Heraklion Travel Guide
Heraklion is one of Crete’s top resort areas. It is also home of its most culturally rich centres. While most know the place for its hedonistic delights, you can explore world-class ruins and museums here, too.
From the Minoan city of Knossos to countless churches, Heraklion has it all.
Come check out our Heraklion travel guide as we cover the best things to do on Heraklion, Greece.
Many people come to Heraklion to soak up rays on the beach. However, this city is also rich in history and culture. When you aren’t working on your tan, take an entire day to explore the ruins of Knossos. This ancient city was once the centre of the Minoan civilization. More than 3,000 years ago, though, a series of cataclysmic natural disasters brought their time to an end.
According to carbon dating, though, humans settled here as far back as 9,000 years ago. It wasn’t until 2,000 BC (4,000 years ago) that the area blossomed into a Bronze Age civilization. Despite being worn after more than 3,000 years of abandonment, the ruins of Knossos have held up well.
Throughout, you’ll see more than just foundations. Pillars, excavated pottery, and even some wall paintings are visible as you walk through the ruins.
While some uncovered artifacts are on display in Knossos, archaeologists moved most items indoors. The Heraklion Archaeological Museum is the place where you’ll find most of these treasures. Nowhere in the world will you see as much Minoan art and artifacts as you will here.
Here, displays preserve frescoes, bronze statues, jewellery, and other items from this civilization. However, you’ll also get to see artifacts from the Neolithic period, as well as items from Roman times. This facility is a joy to visit, as curators have arranged it in chronological order. It is also well air-conditioned, making it a great escape from humid summer days.
Next, check out Castello del Molo, which is an impressive fortification in Heraklion. Historians put its age between the 9th and 10th centuries, a time when Arabs controlled Crete. After inheriting it from the Byzantines, the Venetians expanded its defences. The castle’s final occupants were the Ottoman Turks, who captured this fort in the 17th century.

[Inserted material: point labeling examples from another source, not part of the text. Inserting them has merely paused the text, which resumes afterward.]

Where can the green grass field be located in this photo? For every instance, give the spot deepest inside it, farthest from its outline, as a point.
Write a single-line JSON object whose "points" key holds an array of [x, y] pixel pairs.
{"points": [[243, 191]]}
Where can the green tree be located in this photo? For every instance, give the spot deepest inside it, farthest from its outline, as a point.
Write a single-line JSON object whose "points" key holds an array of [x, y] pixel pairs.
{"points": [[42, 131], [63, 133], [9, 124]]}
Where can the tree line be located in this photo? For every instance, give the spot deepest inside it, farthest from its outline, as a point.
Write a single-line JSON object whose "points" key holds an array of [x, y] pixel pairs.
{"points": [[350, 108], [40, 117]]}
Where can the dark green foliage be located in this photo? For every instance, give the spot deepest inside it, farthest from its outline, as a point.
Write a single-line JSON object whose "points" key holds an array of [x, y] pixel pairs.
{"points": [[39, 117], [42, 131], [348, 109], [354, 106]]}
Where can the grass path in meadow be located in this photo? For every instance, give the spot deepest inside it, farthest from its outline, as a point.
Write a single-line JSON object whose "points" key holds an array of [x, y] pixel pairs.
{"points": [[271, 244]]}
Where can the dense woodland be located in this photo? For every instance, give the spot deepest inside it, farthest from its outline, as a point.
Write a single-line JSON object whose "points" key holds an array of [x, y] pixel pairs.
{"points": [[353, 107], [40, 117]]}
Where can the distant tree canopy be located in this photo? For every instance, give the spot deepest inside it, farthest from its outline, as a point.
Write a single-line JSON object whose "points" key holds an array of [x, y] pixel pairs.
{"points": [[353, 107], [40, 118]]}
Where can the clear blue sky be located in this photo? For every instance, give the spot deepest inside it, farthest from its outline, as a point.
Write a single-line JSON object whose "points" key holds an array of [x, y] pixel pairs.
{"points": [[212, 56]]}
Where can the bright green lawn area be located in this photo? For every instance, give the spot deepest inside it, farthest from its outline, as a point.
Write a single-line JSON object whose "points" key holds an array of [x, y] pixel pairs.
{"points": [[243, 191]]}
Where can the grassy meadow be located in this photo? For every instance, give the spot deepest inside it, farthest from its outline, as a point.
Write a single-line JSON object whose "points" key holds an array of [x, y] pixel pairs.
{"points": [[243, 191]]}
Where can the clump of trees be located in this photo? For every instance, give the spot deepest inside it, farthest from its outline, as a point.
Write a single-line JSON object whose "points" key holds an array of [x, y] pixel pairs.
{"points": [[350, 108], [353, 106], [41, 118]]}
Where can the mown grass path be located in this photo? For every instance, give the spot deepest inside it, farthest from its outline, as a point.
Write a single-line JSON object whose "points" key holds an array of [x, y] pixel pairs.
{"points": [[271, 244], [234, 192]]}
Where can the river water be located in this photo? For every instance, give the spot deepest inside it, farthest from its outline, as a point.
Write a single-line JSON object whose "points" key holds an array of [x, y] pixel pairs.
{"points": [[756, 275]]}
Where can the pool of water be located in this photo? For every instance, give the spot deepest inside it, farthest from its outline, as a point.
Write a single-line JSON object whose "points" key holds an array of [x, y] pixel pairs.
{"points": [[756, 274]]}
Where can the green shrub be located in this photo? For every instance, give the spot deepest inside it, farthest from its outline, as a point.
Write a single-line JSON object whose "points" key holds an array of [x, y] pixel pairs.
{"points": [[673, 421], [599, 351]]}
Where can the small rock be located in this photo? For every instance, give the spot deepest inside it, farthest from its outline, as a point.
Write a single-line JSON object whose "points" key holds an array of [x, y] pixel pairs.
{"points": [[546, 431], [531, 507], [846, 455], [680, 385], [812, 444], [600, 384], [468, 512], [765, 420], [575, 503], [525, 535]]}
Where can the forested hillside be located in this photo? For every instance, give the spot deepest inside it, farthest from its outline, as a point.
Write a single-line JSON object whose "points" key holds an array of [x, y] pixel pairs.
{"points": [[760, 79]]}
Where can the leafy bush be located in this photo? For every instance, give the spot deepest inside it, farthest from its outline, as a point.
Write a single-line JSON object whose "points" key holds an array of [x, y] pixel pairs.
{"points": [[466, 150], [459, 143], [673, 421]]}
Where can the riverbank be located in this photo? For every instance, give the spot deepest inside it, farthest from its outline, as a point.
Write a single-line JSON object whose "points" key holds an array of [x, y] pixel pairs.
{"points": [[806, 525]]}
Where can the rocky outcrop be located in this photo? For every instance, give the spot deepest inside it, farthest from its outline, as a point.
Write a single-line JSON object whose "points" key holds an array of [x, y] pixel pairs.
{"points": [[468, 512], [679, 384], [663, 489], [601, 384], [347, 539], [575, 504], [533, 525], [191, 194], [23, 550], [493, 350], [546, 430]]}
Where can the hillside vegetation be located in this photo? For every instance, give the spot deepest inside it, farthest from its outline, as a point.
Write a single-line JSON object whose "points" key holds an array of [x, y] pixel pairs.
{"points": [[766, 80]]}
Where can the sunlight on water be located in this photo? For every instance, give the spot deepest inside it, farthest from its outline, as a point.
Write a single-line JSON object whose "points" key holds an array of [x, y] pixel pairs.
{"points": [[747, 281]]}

Today, authorities have kept the castle in top shape. From the ramparts, you’ll have commanding views over the harbour and the city. Within, pieces of Greek pottery and cannonballs give this place added character. At only 2 Euro per entry ticket, the admission fee for this attraction is well worth the cost.
Finally, learn about the geology and geography of the Heraklion area at The Natural History Museum of Crete. While it covers all the bases, this institution is known locally for two exhibits: Its dinosaur and earthquake gallery.

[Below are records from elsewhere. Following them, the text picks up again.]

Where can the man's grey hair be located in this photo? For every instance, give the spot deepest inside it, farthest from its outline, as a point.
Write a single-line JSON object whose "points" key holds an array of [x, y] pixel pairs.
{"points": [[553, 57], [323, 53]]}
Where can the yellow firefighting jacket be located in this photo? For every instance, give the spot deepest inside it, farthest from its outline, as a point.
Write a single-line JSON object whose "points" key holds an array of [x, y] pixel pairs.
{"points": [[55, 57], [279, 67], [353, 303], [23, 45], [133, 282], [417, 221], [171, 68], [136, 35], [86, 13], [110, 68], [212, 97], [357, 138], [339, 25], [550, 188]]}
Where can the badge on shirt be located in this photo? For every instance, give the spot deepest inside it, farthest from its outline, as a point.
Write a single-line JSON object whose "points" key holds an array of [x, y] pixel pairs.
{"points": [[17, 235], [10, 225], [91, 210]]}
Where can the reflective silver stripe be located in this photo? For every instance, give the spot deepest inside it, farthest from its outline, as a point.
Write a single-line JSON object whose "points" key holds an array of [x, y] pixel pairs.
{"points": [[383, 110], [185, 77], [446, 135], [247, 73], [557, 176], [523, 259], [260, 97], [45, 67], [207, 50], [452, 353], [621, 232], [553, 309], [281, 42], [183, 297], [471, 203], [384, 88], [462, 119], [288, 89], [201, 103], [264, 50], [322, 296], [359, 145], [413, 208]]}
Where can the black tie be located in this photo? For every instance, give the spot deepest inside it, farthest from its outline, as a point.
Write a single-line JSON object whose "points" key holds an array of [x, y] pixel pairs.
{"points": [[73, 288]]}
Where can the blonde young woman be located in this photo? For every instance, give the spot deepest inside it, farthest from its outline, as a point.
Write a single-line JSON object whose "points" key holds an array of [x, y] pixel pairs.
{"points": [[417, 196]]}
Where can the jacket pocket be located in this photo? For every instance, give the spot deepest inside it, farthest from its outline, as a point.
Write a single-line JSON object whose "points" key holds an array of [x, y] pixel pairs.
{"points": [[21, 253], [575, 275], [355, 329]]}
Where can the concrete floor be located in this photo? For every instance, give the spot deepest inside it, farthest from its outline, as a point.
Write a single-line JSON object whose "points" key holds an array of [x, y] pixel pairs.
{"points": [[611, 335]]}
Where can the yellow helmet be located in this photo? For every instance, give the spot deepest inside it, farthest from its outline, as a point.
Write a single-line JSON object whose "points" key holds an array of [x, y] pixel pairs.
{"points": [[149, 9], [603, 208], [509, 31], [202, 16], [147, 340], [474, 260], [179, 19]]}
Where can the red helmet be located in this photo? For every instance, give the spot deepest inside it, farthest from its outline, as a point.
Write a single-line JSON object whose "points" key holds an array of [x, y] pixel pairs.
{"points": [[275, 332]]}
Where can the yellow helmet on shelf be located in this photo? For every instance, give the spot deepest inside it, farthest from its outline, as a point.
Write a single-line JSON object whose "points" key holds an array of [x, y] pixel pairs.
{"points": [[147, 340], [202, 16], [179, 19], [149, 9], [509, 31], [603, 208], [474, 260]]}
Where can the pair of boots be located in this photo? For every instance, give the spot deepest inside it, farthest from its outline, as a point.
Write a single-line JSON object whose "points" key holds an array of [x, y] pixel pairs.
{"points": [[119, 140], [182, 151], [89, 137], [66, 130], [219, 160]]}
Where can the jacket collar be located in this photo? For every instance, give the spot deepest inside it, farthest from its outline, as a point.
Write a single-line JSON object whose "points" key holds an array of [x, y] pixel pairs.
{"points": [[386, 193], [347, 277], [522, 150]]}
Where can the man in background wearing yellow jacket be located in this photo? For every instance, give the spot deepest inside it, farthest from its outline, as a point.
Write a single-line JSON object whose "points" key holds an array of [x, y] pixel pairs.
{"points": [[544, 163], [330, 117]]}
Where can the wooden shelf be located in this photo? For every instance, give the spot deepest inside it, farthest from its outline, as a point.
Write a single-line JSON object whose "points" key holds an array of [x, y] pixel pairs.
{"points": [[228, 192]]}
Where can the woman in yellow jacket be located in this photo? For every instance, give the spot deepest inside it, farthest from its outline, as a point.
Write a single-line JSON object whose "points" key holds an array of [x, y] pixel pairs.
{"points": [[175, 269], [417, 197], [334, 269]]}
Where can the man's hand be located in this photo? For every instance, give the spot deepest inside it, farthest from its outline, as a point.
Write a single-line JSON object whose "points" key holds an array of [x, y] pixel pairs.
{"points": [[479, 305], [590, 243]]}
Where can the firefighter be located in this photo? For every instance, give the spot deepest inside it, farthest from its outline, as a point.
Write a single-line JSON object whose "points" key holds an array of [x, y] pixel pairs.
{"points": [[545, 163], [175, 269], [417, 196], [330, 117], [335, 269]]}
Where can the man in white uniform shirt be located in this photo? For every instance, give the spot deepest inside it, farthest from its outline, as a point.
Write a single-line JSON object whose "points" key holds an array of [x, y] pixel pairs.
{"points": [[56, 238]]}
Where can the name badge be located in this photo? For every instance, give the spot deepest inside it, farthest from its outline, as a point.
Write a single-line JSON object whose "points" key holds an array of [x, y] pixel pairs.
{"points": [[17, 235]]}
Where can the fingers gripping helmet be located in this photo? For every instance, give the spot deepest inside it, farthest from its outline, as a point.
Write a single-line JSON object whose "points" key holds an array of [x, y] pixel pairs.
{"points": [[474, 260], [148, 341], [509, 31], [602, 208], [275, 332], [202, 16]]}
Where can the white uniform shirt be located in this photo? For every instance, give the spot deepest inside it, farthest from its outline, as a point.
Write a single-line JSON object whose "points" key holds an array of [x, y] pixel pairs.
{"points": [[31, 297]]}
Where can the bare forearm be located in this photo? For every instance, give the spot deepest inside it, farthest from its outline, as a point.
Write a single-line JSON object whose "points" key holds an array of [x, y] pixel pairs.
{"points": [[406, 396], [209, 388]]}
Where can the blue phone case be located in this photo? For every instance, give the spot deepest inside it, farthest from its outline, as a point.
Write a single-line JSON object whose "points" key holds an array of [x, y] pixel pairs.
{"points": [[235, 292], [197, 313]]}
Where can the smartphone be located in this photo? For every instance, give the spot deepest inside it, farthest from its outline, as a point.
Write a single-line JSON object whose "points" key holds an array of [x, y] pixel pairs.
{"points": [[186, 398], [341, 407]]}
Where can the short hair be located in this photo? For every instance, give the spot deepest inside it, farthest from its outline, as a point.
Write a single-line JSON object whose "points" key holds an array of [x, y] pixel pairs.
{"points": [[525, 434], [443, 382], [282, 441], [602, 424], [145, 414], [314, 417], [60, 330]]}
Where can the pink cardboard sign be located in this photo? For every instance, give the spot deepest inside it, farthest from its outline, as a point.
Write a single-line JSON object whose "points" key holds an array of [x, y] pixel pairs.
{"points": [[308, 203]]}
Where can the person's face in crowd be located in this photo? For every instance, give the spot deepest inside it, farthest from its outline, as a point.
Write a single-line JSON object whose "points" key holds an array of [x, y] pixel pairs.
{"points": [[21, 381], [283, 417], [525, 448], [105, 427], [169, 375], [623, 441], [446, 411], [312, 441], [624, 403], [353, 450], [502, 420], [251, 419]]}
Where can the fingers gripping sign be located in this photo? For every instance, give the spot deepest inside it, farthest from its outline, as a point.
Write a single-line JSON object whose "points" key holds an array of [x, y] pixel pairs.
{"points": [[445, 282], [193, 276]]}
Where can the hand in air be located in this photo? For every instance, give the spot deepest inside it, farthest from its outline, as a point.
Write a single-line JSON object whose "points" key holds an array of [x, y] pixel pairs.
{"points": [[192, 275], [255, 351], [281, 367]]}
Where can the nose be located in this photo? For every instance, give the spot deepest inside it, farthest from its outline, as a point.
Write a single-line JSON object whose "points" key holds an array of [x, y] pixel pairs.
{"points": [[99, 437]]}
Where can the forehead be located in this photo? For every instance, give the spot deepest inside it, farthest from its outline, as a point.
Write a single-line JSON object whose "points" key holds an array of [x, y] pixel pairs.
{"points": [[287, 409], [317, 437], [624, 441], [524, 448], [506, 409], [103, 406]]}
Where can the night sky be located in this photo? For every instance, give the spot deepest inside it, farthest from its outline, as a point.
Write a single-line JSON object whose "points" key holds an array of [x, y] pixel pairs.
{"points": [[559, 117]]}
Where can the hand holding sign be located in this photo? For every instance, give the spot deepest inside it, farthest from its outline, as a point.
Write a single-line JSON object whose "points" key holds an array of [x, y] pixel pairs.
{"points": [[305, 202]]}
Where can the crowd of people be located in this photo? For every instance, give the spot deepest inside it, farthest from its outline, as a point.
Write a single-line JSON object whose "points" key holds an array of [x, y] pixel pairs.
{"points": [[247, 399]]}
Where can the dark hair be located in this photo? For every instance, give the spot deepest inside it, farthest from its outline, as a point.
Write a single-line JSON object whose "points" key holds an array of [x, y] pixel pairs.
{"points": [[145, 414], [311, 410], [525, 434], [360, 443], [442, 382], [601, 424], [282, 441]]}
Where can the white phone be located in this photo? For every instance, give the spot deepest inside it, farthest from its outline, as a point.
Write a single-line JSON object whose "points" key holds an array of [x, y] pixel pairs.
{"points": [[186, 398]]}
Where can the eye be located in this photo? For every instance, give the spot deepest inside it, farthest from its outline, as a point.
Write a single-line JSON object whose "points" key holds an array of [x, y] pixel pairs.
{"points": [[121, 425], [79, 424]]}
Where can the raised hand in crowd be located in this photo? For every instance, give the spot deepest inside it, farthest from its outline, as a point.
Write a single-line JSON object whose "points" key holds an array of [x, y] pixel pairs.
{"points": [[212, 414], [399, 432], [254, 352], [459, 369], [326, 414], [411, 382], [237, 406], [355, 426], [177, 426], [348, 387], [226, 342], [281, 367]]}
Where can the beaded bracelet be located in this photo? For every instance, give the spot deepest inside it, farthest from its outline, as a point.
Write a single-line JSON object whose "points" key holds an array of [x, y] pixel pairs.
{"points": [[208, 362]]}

In the former, you’ll find animated mock-ups of the prehistoric lizards that used to roam this isle. In the latter, a simulator allows you to experience the surreal horror of an earthquake. If you are travelling as a family and the weather is bad, this place is a holiday saver.
Still, haven’t gotten your fill of history? If you have extra time to kill in Heraklion, drop by the Historical Museum of Crete. This beautiful neoclassical building contains art and historical artifacts stretching from the 4th century AD to WWII.
In general, you’ll find a ton of coins, jewellery, ceramics, sculptures, and manuscripts. But, its best-known gallery contains a pair of paintings by El Greco. Both are paintings depicting religious themes, a topic he delved into throughout much of his career.
Next, pay a visit to the Church of Agios Titos. This Christian landmark dates to the 9th century AD, after the Byzantines took back Crete from the Caliphate. When control passed to the Venetians, it became Roman Catholic, and then it was a mosque under the Ottomans.
In 1925, it assumed its present form – a Greek Orthodox church. Within, you’ll find a holy relic, which is the skull of St. Titus. Initially in the church before the Ottomans took over, it was smuggled to Venice, where it was kept safe.
The Cathedral of St. Minas is yet another church you should visit while in Heraklion. Its creators named it after St. Minas, a martyr who once served in the Roman Legion. When the Emperor suddenly made Christians enemies of the Republic, he refused to capture and kill his brethren.
After living as a mountain hermit for decades, God called him to be a martyr. He openly proclaimed his faith, which earned him days of torture before the Romans executed him. The faithful believe St. Minas protected his church during WWII. A bomb fell in the church but failed to detonate. That (disarmed) munition is still on display to this day.